Brothers In Code

...a serious misallocation of .net resources

Cool Way to Generate a Date Dimension Table in Oracle

Say you want a weekly sales report grouped by each day and you want to show days with zero sales. Usually this is accomplished by creating and joining to a date table that has one row for each day. If you're going to be doing this report all the time or need additional groupings like quarter or fiscal year, than it makes sense to create this table. But sometimes I need to do this for one report in a database that doesn't already have this table. For oracle, Uli Bethke describes what I think is the best way to date. In short, it's clever use of oracle's 'connect by' clause to recursively join dual to itself. For example, the following would generate all days in march:

SELECT
trunc(to_date('1-mar-2009','dd-mon-yyyy')) + NUMTODSINTERVAL(n,'day') AS Full_Date
FROM (
select (level-1) n
from dual
connect by level-1 <= trunc(to_date('31-mar-2009','dd-mon-yyyy')) - trunc(to_date('1-mar-2009','dd-mon-yyyy'))
);

SQL Plus vs. PL/SQL and binding variables between the two.

I had a lightbulb moment yesterday.  My new employer is mostly an oracle shop so I end up spending a lot of time translating what I know about sql server into oracle terms.  But one thing I've struggled with is SQL Plus vs. PL/SQL.  That is until yesterday.   Maybe I never took the time before but a sequence of searches forced me in the right direction.

I'm using very few stored proceedures lately (reasons for which will come in a different post).  Consequently I was looking for ways to execute a batch of statements .net code with the Oracle Data Provider and found my answer here on OTN.  But then i looked at how he was getting variable data out of the command.  He was basically doing what I've always wanted to do with Oracle's SQL Developer.  When using the Sql Server query tools (query analyzer, SSMS), I'd often write myself maintenance procedures that I just kept in a file.  It's no problem to create variables and run sql statements in the exact same way you would from inside of a stored procedure.  Sometimes I could copy nearly the same code into a SqlCommand and it would run just fine.  Oracle isn't like that.  Variables (pl/sql variables at least) must be declared within the 'declare' section of a begin/end block.  These blocks can be 'anonymous' (not in a stored procedure) but once you enter the block things change.  You can't simply do a 'select column from table' for example or you get an 'INTO clause expected' error.  Oracle assumes that you're now in a programming block and not connected to some user interface so it wants you to store the data in some variable.  But how was this .net code getting this v_maxnum variable out?  On some sort of protocol level there must be a way for a human to do the exact same thing.

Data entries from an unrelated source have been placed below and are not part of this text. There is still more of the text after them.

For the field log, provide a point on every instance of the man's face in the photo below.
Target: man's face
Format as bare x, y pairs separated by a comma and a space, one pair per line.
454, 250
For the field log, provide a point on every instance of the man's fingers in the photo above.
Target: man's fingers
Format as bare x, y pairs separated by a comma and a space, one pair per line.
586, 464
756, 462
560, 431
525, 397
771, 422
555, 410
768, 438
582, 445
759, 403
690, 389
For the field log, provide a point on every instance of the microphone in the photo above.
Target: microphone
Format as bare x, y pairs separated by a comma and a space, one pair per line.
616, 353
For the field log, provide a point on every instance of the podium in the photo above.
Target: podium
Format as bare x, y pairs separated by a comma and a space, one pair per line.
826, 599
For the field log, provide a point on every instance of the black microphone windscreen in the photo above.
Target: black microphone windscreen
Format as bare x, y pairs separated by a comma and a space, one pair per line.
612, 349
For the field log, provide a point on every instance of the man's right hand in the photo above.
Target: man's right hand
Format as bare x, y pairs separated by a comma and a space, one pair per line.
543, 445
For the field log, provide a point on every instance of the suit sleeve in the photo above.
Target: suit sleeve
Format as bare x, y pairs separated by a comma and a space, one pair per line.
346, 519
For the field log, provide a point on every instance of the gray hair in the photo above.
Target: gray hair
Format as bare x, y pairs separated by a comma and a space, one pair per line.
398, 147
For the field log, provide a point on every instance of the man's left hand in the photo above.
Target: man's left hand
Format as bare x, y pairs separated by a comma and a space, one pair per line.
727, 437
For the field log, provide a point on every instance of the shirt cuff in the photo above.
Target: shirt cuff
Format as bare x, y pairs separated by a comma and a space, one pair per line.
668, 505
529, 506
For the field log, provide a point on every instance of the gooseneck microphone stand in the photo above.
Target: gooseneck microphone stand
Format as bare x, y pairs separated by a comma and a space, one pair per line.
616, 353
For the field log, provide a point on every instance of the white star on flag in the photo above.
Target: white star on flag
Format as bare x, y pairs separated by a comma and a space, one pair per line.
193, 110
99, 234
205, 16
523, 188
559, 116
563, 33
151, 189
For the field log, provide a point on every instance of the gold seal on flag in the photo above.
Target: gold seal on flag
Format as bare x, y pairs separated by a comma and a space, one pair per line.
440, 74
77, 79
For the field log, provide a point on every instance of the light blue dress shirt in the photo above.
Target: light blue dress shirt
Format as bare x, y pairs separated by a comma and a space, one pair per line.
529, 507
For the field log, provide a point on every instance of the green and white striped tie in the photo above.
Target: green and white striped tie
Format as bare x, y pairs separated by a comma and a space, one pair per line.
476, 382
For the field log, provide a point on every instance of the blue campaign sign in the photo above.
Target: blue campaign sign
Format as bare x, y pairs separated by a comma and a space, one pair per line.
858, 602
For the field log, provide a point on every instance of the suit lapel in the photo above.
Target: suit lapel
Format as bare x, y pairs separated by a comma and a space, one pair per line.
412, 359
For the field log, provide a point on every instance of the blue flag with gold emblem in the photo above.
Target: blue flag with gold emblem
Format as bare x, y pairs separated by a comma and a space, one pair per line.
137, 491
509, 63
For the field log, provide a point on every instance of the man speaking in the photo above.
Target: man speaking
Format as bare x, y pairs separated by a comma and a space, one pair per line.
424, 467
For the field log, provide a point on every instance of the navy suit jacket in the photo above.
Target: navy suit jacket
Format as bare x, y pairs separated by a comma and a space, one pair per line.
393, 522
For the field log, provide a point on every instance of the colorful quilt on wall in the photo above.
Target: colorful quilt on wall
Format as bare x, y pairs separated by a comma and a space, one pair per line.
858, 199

Finally thanks to Wikipedia, I got it.  SQL Plus is very similar to the combination of cmd.exe and SqlCmd/isql?  The big difference is that line between sqlcmd and t-sql is blurred a little more blurred than it is with SQL Plus and pl/sql.  But once I dug in to sqlcmd a little I realized that other than begin/end blocks it's really not that different.  I guess I really never used sqlcmd for anything but a single statement from the command line.

The big realization came now when I understood the variable types in SQL Plus.  It has both substitution variables (&var and &&var) and regular variables (var myvar varchar2).  But unlike sqlcmd's variables being t-sql variables, SQL Plus's variables are different than PL/SQL variables.  However, PL/SQL can 'bind' SQL Plus variables.  Take the following example.

var myDate varchar2;
begin
  select sysdate into :myDate from dual;
end;
/
print myDate

Now I finally understood what the data provider was doing and consequently I understood SQL Plus a lot better too.